FAQ on the new cluster Taurus2

The subscribers to the cluster's list are invited to put their tips and tricks on using the cluster, on this page.

There you will find a very old french version cluster_fr_old.

New high-performance storage policy on cluster :

A computing cluster should allow users to use a large storage space during computation, consequently the use of storage should be temporary. Once the calculations have been made, it is the responsibility of the user to:

  • compress your important data
  • move the stored data to another storage space (local or janus for instance)
  • delete the unused data
  • Do not use space or strange character in your name of file, repertory.

The system administrator reserves the right to compress or delete your files at any time.

There is no backup on the cluster, you may lose all your data at any time!
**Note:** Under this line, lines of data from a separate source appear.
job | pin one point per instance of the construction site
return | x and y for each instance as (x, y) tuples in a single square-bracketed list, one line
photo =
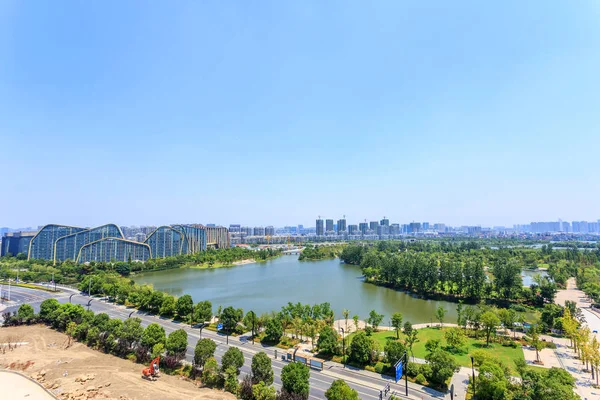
[(39, 363)]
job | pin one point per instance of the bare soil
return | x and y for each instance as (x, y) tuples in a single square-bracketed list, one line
[(79, 373)]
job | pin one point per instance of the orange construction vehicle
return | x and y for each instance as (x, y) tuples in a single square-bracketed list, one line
[(152, 371)]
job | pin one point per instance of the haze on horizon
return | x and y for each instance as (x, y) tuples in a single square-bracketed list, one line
[(272, 113)]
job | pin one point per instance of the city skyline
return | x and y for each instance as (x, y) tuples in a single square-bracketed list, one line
[(464, 113)]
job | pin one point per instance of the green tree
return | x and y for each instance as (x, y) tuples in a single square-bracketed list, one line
[(455, 337), (361, 348), (153, 334), (261, 369), (274, 330), (184, 306), (177, 343), (411, 339), (233, 357), (205, 349), (492, 384), (440, 313), (231, 382), (202, 312), (210, 374), (167, 308), (443, 366), (328, 341), (355, 319), (230, 317), (25, 313), (294, 378), (397, 323), (489, 321), (262, 391), (47, 307), (393, 351), (375, 319), (339, 390)]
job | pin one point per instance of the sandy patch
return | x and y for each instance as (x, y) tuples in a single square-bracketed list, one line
[(82, 373)]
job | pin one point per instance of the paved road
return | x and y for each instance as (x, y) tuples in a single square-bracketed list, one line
[(366, 383)]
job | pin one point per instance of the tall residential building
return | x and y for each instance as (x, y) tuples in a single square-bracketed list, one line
[(363, 227), (320, 229), (414, 227), (342, 225), (328, 225)]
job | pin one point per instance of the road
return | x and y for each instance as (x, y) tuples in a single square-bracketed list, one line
[(367, 384)]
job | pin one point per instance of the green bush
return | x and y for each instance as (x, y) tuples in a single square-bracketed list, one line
[(412, 369)]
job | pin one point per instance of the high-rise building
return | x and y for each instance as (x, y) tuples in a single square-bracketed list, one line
[(320, 230), (414, 227), (14, 243), (363, 227), (341, 225), (328, 225)]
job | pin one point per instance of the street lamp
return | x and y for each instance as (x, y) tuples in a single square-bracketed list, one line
[(473, 369), (343, 347)]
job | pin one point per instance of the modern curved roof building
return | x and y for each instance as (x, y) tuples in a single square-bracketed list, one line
[(114, 249), (67, 247), (42, 244)]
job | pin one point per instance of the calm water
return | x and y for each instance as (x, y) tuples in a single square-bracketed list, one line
[(265, 287)]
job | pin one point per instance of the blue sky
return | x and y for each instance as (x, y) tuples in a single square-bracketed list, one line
[(274, 112)]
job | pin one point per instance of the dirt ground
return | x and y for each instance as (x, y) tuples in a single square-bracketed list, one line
[(80, 373)]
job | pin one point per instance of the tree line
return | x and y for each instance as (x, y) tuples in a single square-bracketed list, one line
[(467, 271)]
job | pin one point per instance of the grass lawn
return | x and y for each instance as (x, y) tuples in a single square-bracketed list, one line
[(505, 353)]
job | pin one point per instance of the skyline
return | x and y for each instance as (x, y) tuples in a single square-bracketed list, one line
[(463, 114)]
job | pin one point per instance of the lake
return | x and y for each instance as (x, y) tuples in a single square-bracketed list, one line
[(264, 287)]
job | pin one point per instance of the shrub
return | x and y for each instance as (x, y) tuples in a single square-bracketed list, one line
[(425, 369), (412, 369)]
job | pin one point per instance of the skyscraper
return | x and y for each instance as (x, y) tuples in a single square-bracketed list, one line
[(342, 225), (363, 227), (320, 228), (328, 225)]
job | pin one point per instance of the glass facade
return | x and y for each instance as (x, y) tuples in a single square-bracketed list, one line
[(67, 247), (42, 244), (114, 250), (166, 241), (195, 239)]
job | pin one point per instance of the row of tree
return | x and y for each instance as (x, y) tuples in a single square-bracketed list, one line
[(460, 274)]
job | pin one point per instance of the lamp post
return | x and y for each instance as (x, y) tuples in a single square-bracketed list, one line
[(343, 347), (473, 369), (253, 326)]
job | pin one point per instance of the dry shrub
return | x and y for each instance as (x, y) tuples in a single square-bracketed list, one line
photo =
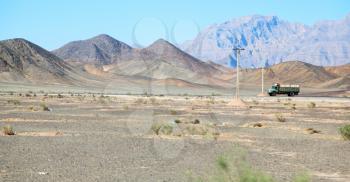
[(8, 130), (280, 118)]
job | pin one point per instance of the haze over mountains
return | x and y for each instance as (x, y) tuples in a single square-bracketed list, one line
[(103, 61), (268, 40)]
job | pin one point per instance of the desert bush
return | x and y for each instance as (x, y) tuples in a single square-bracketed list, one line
[(312, 131), (293, 106), (153, 100), (14, 102), (345, 132), (125, 107), (233, 167), (173, 112), (44, 107), (302, 177), (257, 125), (280, 117), (139, 101), (196, 121), (8, 130), (311, 105), (162, 128), (211, 100), (177, 121)]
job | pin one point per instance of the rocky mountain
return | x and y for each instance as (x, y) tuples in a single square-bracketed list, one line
[(160, 60), (102, 49), (267, 40)]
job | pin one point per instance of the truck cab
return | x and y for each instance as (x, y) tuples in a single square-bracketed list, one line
[(290, 90)]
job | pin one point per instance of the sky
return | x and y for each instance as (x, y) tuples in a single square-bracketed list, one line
[(51, 24)]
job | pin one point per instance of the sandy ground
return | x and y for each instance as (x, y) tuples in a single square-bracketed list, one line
[(94, 138)]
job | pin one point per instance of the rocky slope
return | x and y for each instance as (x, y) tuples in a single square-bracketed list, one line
[(22, 60), (101, 50), (268, 40)]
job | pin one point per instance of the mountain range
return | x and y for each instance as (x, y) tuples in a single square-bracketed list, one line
[(104, 62), (268, 40)]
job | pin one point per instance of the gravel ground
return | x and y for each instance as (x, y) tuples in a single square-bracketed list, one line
[(86, 138)]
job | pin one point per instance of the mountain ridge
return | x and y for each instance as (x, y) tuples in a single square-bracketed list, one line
[(269, 40)]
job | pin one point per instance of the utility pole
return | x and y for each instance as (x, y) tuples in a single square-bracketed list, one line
[(262, 80), (238, 52)]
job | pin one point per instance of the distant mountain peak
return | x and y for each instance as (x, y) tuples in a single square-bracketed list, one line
[(269, 40), (101, 49)]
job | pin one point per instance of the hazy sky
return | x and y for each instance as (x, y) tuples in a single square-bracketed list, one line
[(51, 23)]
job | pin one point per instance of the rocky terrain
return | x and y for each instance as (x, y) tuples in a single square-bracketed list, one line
[(269, 40), (86, 137)]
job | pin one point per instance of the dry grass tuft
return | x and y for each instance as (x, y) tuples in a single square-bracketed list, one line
[(312, 131), (280, 118), (8, 130)]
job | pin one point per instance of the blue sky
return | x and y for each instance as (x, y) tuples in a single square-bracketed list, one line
[(51, 24)]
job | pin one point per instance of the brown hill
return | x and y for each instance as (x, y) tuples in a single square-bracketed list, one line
[(343, 70), (21, 60), (102, 49), (290, 72)]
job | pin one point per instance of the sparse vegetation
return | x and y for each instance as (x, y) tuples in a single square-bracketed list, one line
[(196, 121), (173, 112), (234, 167), (312, 131), (257, 125), (162, 128), (125, 107), (345, 132), (177, 121), (280, 118), (153, 100), (302, 177), (8, 130), (293, 106), (311, 105)]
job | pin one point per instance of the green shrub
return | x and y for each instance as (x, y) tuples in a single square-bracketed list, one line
[(280, 118), (162, 128), (177, 121), (173, 112), (302, 177), (14, 102), (44, 107), (196, 121), (311, 105), (345, 131)]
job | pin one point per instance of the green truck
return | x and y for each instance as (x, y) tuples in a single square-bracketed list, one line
[(290, 90)]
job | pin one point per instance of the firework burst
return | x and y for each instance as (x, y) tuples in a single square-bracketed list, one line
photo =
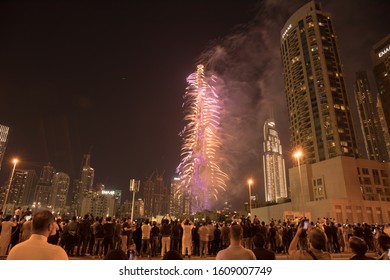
[(200, 175)]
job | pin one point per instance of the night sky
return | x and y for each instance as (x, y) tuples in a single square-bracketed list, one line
[(108, 78)]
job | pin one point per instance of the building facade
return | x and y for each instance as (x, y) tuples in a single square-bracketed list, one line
[(273, 164), (344, 188), (380, 55), (369, 122), (22, 188), (156, 196), (99, 204), (87, 174), (44, 188), (179, 204), (60, 185), (3, 141), (318, 106)]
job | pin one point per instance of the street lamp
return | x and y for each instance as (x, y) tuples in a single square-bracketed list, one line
[(298, 154), (15, 161), (250, 182)]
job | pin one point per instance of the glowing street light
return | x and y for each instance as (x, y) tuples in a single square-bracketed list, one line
[(15, 161), (250, 182), (298, 154)]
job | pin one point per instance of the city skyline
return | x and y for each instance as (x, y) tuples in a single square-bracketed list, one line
[(80, 85)]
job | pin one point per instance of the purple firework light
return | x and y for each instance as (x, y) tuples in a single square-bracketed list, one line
[(200, 175)]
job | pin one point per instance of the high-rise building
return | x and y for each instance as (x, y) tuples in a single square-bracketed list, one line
[(156, 196), (318, 107), (380, 55), (102, 203), (87, 174), (22, 187), (200, 170), (3, 141), (44, 189), (60, 185), (369, 123), (179, 204), (273, 164)]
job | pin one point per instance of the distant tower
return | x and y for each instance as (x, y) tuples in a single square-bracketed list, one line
[(87, 174), (380, 56), (156, 196), (273, 164), (3, 141), (369, 122), (22, 187), (179, 200), (61, 182), (199, 171), (44, 189), (320, 116)]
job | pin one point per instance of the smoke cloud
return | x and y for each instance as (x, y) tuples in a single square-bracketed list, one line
[(248, 62)]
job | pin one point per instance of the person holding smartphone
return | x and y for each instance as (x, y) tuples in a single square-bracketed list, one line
[(317, 244), (383, 247)]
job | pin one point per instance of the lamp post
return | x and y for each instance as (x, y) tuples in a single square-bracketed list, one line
[(250, 182), (298, 154), (15, 161)]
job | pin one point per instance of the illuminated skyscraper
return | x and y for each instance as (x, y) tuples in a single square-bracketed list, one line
[(3, 141), (369, 122), (273, 164), (179, 200), (44, 190), (22, 187), (60, 185), (380, 56), (87, 174), (320, 116), (200, 173)]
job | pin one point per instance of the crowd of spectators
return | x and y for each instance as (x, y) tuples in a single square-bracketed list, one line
[(97, 236)]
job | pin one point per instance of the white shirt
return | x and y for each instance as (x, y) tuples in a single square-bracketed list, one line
[(37, 248)]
In addition, in order to avoid usages that may affect other users, there will be a quota system on your home (50 GB). Users requiring more space have to ask a special account. In a special account, any data present since more 40 days will be automatically deleted without any possibility of recovery.

A - Presentation of the cluster

1. Technical overview

Number of CPU cores 340
Estimate peak power 1,8 ??? TFlops
CPUs Type 50 x Intel(©) Xeon(©) E5440 - 2.83GHz quad-core (4)
10 x AMD(©) Opteron(©) 6134 - 2.3 GHz sexa-core (6)
10 x AMD Opteron™ 4184 - 2.8 GHz octo-core (8)
18 x Intel(©) Xeon(©) E5-2670 - 2.5GHz 2*10 core (20)
GPU 4 x Nvidia Tesla K20m
Master node Bull Novascale R460
Node calculations 12 x Bull Novascale R422
5 x Transtec Calleo 351
5 x Dell PowerEdge R415
10 x TODO
Memory configuration 32Go of RAM by node, special ram node have 220 Go
Total memory 20*32 + 220 = 880 Go
Disks capacity 6 To
Interconnection 2 x Gigabit Ethernet
Operating system GNU/Linux
Distribution Rocks 6.1.1 - CentOS 6.5
Main software Compilers and libraries GNU, OpenMPI, Nvidia sdk toolkit

2. Who can access the cluster ?

All LERIA members can access the cluster.
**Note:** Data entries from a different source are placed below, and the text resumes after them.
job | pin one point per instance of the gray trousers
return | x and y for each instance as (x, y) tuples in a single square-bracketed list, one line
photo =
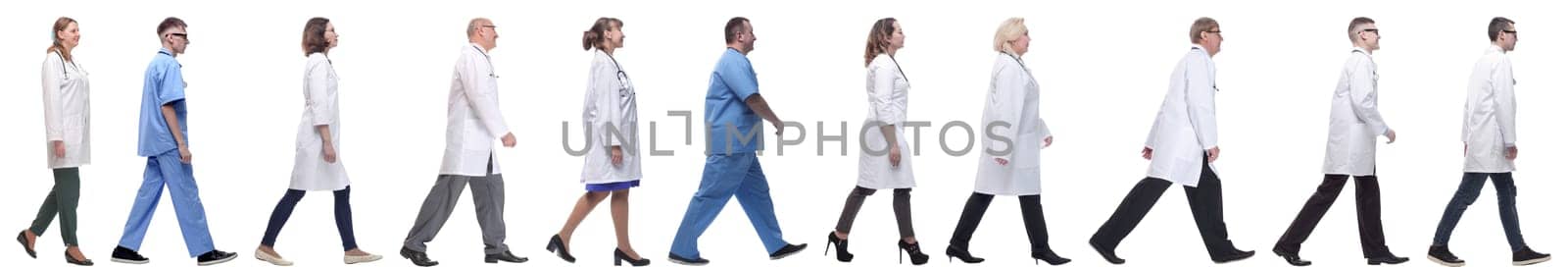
[(490, 198)]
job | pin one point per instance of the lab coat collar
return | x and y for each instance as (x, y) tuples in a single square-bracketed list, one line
[(1201, 49), (478, 47)]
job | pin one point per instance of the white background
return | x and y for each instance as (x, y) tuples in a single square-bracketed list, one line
[(1102, 70)]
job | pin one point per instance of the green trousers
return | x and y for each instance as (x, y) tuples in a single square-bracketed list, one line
[(62, 200)]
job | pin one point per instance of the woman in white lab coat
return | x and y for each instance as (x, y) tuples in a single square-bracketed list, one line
[(1013, 137), (318, 165), (67, 115), (883, 162), (612, 165)]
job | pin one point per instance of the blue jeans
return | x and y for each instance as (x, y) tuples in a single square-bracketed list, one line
[(736, 175), (1470, 188)]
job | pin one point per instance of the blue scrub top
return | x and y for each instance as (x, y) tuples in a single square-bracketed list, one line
[(164, 85), (726, 109)]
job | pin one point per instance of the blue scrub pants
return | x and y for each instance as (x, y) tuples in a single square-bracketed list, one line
[(734, 175), (169, 170)]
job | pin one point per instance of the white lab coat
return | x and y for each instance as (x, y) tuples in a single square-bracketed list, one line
[(611, 101), (1186, 125), (1490, 115), (1353, 120), (474, 122), (313, 172), (888, 96), (1013, 99), (67, 112)]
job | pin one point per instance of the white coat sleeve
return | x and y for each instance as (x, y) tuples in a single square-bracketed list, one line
[(482, 94), (320, 101), (1363, 98), (54, 109), (1007, 101), (1200, 102), (1502, 85), (882, 93), (608, 90)]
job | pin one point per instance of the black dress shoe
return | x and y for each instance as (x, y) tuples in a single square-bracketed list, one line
[(561, 248), (916, 256), (1236, 255), (419, 258), (788, 250), (1443, 256), (1109, 255), (1050, 256), (127, 256), (1387, 258), (1293, 258), (961, 255), (684, 261), (216, 256), (621, 256), (21, 238), (844, 248), (506, 256), (73, 261), (1528, 256)]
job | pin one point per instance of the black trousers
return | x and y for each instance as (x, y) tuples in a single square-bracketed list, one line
[(974, 209), (1369, 216), (1207, 211)]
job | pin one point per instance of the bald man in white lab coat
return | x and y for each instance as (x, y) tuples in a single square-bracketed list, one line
[(1353, 126), (1180, 146)]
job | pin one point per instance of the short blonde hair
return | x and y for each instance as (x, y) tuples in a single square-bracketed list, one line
[(1201, 26), (1011, 28)]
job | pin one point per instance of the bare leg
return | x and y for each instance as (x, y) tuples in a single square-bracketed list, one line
[(619, 212), (584, 206)]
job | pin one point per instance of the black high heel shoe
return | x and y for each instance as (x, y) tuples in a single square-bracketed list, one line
[(621, 256), (914, 253), (844, 247), (561, 248), (961, 255)]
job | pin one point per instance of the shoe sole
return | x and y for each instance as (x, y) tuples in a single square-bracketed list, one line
[(1533, 261), (1443, 263), (219, 261), (687, 263), (129, 261)]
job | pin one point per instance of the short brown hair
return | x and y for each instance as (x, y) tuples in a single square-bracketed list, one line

To gain access, just ask the validation of the account on the cluster by sending an email to technique (at) info.univ-angers.fr with your login ldap (same as CAS,ENT).

Guest accounts are possible after agreement with the LERIA laboratory.

B - Using the cluster

1. How to connect to the cluster?

From inside our network

Users can only connect to the cluster by SSH on standard port:

ex.: ssh -Y mylogin@taurus2.info-ua

and all file transfert should use sftp :

ex.: sftp mylogin@taurus2.info-ua

From internet

Unvailable temporarily, you have to connect first on janus: ssh -Y mylogin@janus.info.univ-angers.fr

Users can connect to the cluster either by SSH on port 2222 or by the VPN:

ex.: ssh -p 2222 -Y mylogin@cluster.info.univ-angers.fr

and all file transfert should use sftp :

ex.: sftp -o port=2222 mylogin@cluster.info.univ-angers.fr

2. How to properly use the cluster?

It's better to compile your source code on the cluster: you can use the n-2-54 node for that. See this page to know how increase performance of your program with option compilation of gcc. Also you can take a look of the intel c++ compiler: he can vectorize your code much more than gcc.
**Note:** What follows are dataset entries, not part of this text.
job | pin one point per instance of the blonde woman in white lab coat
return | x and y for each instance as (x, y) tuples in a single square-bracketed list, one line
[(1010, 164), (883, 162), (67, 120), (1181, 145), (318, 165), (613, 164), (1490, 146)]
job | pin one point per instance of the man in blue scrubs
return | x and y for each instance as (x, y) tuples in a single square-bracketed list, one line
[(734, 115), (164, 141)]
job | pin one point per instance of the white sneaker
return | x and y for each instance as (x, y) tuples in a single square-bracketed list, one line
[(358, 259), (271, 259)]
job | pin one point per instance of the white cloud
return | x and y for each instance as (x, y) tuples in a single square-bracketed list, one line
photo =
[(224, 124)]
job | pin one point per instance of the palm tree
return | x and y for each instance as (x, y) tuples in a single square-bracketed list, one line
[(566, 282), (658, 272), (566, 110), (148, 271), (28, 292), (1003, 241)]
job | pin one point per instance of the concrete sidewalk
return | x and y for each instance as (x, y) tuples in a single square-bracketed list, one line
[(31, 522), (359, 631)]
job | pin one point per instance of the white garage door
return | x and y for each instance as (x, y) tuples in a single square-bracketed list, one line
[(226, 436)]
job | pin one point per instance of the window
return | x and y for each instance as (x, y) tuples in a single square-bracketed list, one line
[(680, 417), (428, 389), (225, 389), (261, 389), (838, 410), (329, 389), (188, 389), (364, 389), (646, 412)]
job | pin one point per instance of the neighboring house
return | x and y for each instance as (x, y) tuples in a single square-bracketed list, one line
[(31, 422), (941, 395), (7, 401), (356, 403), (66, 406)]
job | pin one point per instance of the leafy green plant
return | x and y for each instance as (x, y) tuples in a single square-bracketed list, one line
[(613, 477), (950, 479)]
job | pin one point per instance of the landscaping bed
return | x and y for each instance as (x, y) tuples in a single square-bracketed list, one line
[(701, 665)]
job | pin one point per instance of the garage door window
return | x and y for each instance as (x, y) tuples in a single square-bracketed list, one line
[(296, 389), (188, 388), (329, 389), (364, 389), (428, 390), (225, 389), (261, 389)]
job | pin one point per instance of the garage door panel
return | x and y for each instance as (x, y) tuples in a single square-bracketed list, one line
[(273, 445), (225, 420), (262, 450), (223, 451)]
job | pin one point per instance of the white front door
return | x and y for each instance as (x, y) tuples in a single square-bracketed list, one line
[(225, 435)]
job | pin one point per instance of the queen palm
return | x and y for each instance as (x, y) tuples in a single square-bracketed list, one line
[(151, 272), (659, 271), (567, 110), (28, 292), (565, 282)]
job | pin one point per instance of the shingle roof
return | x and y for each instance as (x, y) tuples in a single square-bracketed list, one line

SGE is a resource manager (job scheduler) that allows multiple users to reserve resources for passing work as soon as resources are available.

It is imperative to use SGE (Sun Grid Engine) to submit calculations to the cluster.

The front should never be used as a node for calculation.

The basic commands are:

  • qsub : can submit a job to the cluster via a shell script
ex.: qsub -m bea -M $USER@univ-angers.fr test.sh
If your jobs are likely to send a lot of mails (or if not sure), and to avoid mail flood on our SMTP servers, don't use “-M …” option, instead use “-m n” (No mail is sent).
  • qlogin : Request an interactive shell on a machine in the cluster (for use with 'screen' then to retrieve the shell)
ex.: screen -d -m qlogin -m bea -M myloginmail@info.univ-angers.fr -now no 

⇨ Wait for the mail and connect to the node with: screen -r

  • qstat : Display running jobs belonging to the user.
ex.: qstat -u my_user
  • qstat -u “*” : Display jobs of every users (running or pending)
ex. : qstat -u "*" | less
  • qhost : Display information about the node of the cluster.
ex.: qhost -j

3. How to submit jobs?

There is one single (queue) with 3 specific parallel environments: param, mpi, threaded.

By default : all.q

This queue contains all the compute nodes in the cluster and can run both interactive jobs and batches without limitation of resources or time. But you have just 20 simultaneous running job at the same time. If you want more, you should submitting on the parallel environment param.

This is the default destination for jobs submitted by qsub. This is a FIFO queue.

Use: qsub test_sequentiel.sh

4. How to limit the use of resources?

We must limit the use of resources from a job (memory, disk space, …) :

  • as a courtesy to other users,
  • to shield their jobs in case of abnormal behavior,
  • not to start a job on a node where other jobs already monopolize a lot of resources.
The argument used to limit the resource '-l' :
ex1.: qsub -l h_vmem=2G test.sh
ex2.: qsub -l h_vmem=1G,mem_free=800M test.sh
ex3.: qsub -l h_fsize=10M test.sh

h_vmem is the maximum memory that can be used

mem_free is the minimum available memory needed to run the job

h_fsize is the maximum size of a file produced by the job

h_vmem does not guarantee the job execution environment will have enough memory. For instance, “qsub -l h_vmem=48G test.sh” can be run on a node with only 32G of RAM. If you have specific memory requirement then you should use a dedicated processor or the mem_free option.
For specific help:
man 5 complex

To see the list of available resources:

qconf -sc

5. How not to monopolize all resources: parallel environments

There are 3 parallel environments to share the best cluster resources between different types of work:

  • param : for parametric tests

This specific environment requests SGE to try to fill each node before assigning jobs to another node. The number of slots (=core) is limited to 400 but you can run 50 jobs at the same time (i.e.: 8 user can be use the param environment at the same time) .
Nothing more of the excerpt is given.